With the parser configuration in place, we train the NLP models and then test the parser, as follows.

cd $MM_APP_ROOT
python
from mindmeld.components.nlp import NaturalLanguageProcessor
nlp = NaturalLanguageProcessor('.')
nlp.build()
nlp.process('Order one large squishee and a dozen donuts from the Elm Street Kwik-E-Mart.')
{'text': 'Order one large squishee and a dozen donuts from the Elm Street Kwik-E-Mart.',
 'domain': 'store_info',
 'intent': 'get_store_hours',
 'entities': [{'text': 'Elm Street',
   'type': 'store_name',
   'role': None,
   'value': [{'cname': '23 Elm Street',
     'score': 44.777046,
     'top_synonym': 'Elm Street',
     'id': '1'},
    {'cname': '104 First Street',
     'score': 7.0927515,
     'top_synonym': '104 First Street',
     'id': '5'},
    {'cname': 'East Oak Street',
     'score': 7.0927515,
     'top_synonym': 'East Oak Street',
     'id': '12'},
    {'cname': '257th Street',
     'score': 6.958622,
     'top_synonym': '257th Street',
     'id': '18'},
    {'cname': 'D Street',
     'score': 6.7008686,
     'top_synonym': 'D Street',
     'id': '19'},
    {'cname': '181st Street',
     'score': 6.630241,
     'top_synonym': '181st Street',
     'id': '17'},
    {'cname': 'West Oak Street',
     'score': 6.249679,
     'top_synonym': 'West Oak Street',
     'id': '11'},
    {'cname': '156th Street',
     'score': 6.1613703,
     'top_synonym': '156th Street',
     'id': '15'},
    {'cname': 'Peanut Street',
     'score': 6.1613703,
     'top_synonym': 'Peanut Street',
     'id': '20'},
    {'cname': 'Little Italy Store',
     'score': 5.2708626,
     'top_synonym': 'Third Street',
     'id': '7'}],
   'span': {'start': 53, 'end': 62}}]
 }

Some of the entities in the Natural Language Processor's output now include a children field that contains a list of all dependent entities related to that head entity.

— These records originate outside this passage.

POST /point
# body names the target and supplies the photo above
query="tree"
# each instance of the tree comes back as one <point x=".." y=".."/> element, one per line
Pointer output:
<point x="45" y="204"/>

The MindMeld language parser is a versatile component which can be used to implement a variety of parsing strategies for your application. The User Guide explains the different options available to fine-tune the behavior of the parser, and covers how to define your own custom parsing logic and train a state-of-the-art statistical parser using annotated data.

Not every scenario warrants using the language parser. For instance, in our simple Kwik-E-Mart store information app, the two kinds of entities, sys_time and store_name, are distinct and unrelated pieces of information. Running the parser would only yield two singleton entity groups with heads but no dependents.

The parser matters when your application supports more complex natural language queries like the parse tree example discussed above. Once the language parser identifies the heads and their dependents, and links them together into logical units (entity groups), downstream components can use this information to determine appropriate actions and generate responses that fulfill the user's request.